Probability Distribution Functions: PMF, PDF, CDF, and the Common Distributions
Understanding probability distribution functions is foundational for quant trading interviews, ML / statistics interviews, and any role involving uncertainty modeling. The standard objects — PMF, PDF, CDF, expectation, variance — appear constantly. This guide covers the definitions, the relationships between them, and the standard distributions (normal, exponential, Poisson, geometric, binomial) that interviewers expect candidates to recognize and reason about.
Probability Mass Function (PMF) — Discrete
For a discrete random variable X taking values in a countable set, the PMF gives the probability of each outcome:
PMF: p(x) = P(X = x)
Properties:
- p(x) ≥ 0 for all x
- Σ p(x) = 1 (sum over all possible values)
Example: a fair die has PMF p(x) = 1/6 for x ∈ {1, 2, 3, 4, 5, 6}.

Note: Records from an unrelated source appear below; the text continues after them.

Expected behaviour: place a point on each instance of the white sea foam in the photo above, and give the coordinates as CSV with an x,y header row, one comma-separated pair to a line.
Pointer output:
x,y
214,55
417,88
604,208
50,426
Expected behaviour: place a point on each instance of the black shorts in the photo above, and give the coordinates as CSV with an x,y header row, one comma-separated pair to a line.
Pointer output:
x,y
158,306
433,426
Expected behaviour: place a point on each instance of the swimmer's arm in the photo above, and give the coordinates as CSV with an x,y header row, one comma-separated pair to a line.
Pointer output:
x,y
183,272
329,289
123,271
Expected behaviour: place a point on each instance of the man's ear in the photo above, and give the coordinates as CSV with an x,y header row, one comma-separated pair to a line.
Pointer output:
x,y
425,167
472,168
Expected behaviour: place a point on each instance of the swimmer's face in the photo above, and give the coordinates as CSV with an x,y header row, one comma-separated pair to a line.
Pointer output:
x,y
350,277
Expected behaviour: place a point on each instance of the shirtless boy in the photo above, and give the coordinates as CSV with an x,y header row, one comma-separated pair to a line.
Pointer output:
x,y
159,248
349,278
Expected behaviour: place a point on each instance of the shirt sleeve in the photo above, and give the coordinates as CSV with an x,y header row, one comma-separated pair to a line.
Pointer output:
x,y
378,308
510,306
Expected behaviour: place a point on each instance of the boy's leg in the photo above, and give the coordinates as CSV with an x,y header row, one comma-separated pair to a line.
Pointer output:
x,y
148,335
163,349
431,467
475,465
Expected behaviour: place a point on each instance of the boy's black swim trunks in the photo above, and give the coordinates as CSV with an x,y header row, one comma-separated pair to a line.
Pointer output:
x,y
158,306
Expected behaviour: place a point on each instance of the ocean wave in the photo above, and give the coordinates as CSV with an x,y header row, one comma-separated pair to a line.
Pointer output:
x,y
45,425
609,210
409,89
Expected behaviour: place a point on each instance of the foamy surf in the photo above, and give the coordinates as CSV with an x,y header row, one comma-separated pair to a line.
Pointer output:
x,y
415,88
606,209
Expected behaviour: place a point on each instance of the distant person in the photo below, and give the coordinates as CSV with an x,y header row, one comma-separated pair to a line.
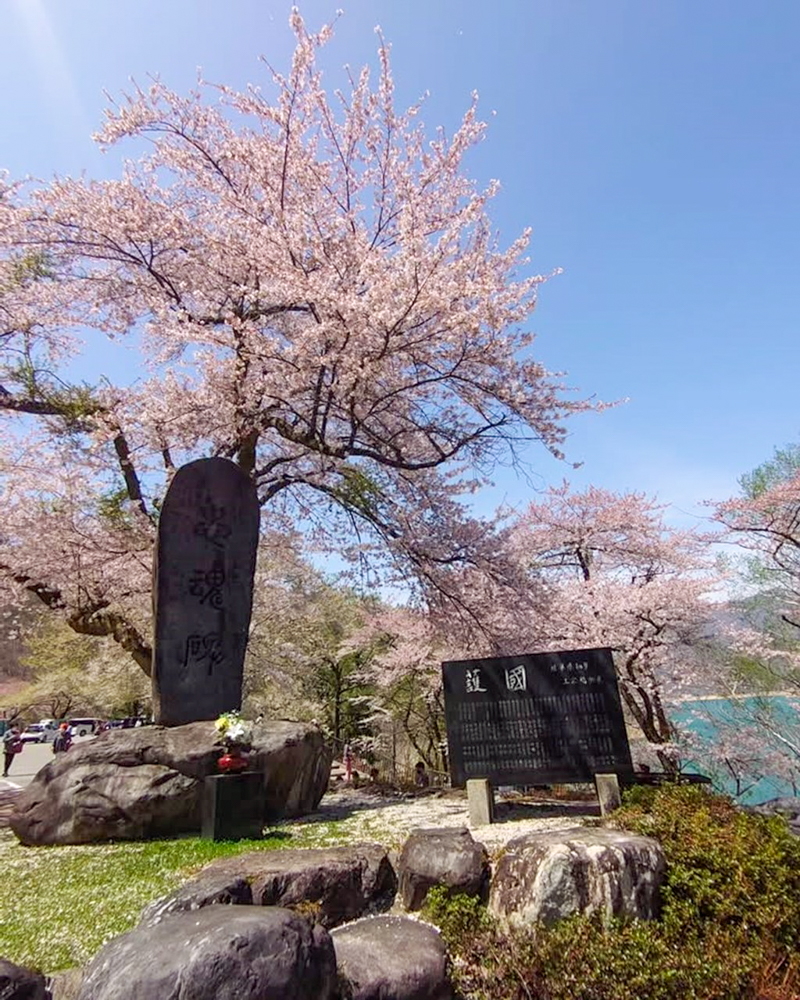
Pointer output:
x,y
63,740
12,745
421,777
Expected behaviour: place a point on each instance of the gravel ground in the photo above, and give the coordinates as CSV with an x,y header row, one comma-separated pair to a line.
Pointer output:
x,y
350,815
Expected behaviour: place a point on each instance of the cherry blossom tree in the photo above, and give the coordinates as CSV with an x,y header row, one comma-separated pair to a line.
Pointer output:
x,y
619,576
309,287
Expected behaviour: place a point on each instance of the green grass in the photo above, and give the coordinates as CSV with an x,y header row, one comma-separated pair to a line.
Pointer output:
x,y
61,904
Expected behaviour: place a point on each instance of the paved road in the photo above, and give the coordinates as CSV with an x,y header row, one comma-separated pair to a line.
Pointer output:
x,y
32,759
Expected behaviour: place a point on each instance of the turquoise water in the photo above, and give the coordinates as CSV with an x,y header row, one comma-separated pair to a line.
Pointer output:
x,y
785,712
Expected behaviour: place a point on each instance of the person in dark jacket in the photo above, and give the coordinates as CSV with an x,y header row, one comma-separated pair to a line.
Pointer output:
x,y
63,740
12,745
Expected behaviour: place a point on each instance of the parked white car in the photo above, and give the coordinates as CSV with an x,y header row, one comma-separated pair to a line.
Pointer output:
x,y
83,727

Probability Density Function (PDF) — Continuous
For a continuous random variable, single points have probability 0; instead, the PDF gives a density:
PDF: f(x), where P(a ≤ X ≤ b) = ∫[a..b] f(x) dx
Properties:
- f(x) ≥ 0 for all x
- ∫[-∞..∞] f(x) dx = 1
- f(x) is NOT a probability — it can exceed 1
Example: Standard normal has PDF f(x) = (1/√(2π)) × exp(-x²/2). At x = 0, f(0) ≈ 0.399 — a density, not a probability.
Cumulative Distribution Function (CDF)
For both discrete and continuous random variables, the CDF gives the probability that X is at most some value:
CDF: F(x) = P(X ≤ x)
For discrete: F(x) = Σ p(y) for all y ≤ x.
For continuous: F(x) = ∫[-∞..x] f(t) dt.
Properties:
- F is non-decreasing
- F(-∞) = 0, F(∞) = 1
- F is right-continuous
The CDF is universal — works for any random variable, discrete or continuous, mixed or singular.
Expectation and Variance
Expectation (mean):
- Discrete: E[X] = Σ x × p(x)
- Continuous: E[X] = ∫ x × f(x) dx
Variance:
Var(X) = E[(X – E[X])²] = E[X²] – E[X]²
Standard deviation: σ = √Var(X), in the same units as X.
Common Distributions to Know
Bernoulli
Single trial with success probability p. PMF: p(1) = p, p(0) = 1-p. E[X] = p; Var(X) = p(1-p).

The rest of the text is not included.